Open dfilatov opened 11 years ago

dfilatov commented 11 years ago

If i need deps from multiple elems of block, i should use:

({
    shouldDeps: [
        { block: 'bla', elem: 'e1' },
        { block: 'bla', elem: 'e2' },
        { block: 'bla', elem: 'e3' }
})

It would be more convenient if I could write so:

({
    shouldDeps: { block: 'bla', elem: ['e1', 'e2', 'e3'] }
})
dfilatov commented 11 years ago

cc @veged

narqo commented 11 years ago

@dfilatov

shouldDeps : [
  { block : 'blah', elems : ['e1', 'e2'] }
]

?

BTW: http://ru.bem.info/articles/deps-js-syntax/

dfilatov commented 11 years ago

@narqo, i need deps only from elems, not including the block.

arikon commented 11 years ago

@dfilatov Try

shouldDeps : [
  { elems : ['e1', 'e2'] }
]
veged commented 11 years ago

@arikon that's the same as @narqo suggested -- elems field is short cut for declaration both block and elements, i.e. { block: 'b1', elems: ['e1'] } equal to [{ block: 'b1' }, { block: 'b1', elem: 'e1' }]

but we need possibility to declare elements without block declaration, i.e. { block: 'b1', elem: ['e1', 'e2'] } should be equal to [{ block: 'b1', elem: 'e1' }, { block: 'b1', elem: 'e2' }]
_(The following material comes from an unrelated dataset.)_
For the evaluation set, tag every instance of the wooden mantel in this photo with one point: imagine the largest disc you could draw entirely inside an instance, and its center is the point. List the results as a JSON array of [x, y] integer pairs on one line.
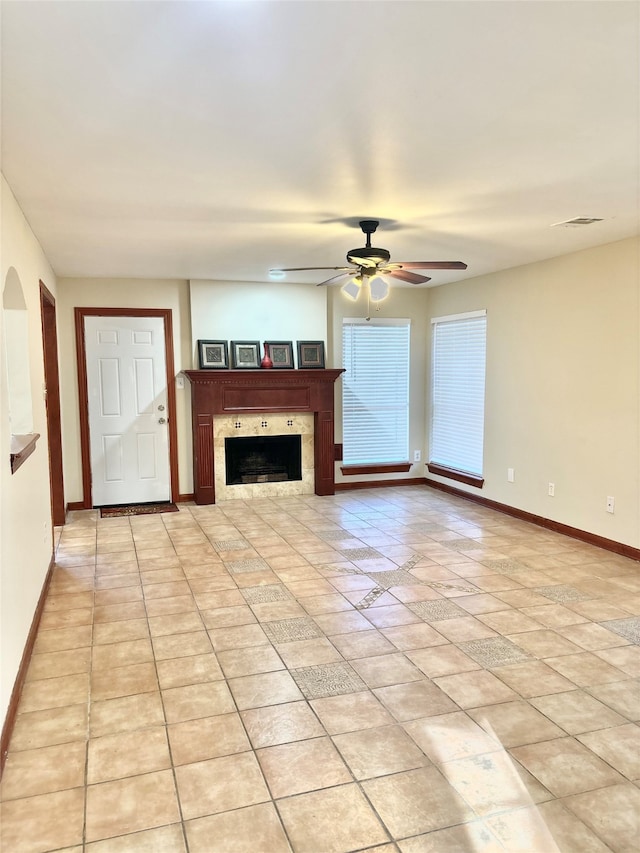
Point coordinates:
[[232, 392]]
arikon commented 11 years ago

@veged I've got it

arikon commented 11 years ago

@SevInf Have a look at this, please

SevInf commented 11 years ago

Won't it be confusing? This code

shouldDeps: { block: 'blah', elem: ['e1', 'e2'] }

looks almost like this:

shouldDeps : [
  { block : 'blah', elems : ['e1', 'e2'] }
]

and difference between them is not obvious without looking into documentation. May I suggest some alternative, for example:

shouldDeps: [
    {elems:['e1', 'e2'], ofBlock: 'blah'}
]

@arikon, @dfilatov, @veged what do you think?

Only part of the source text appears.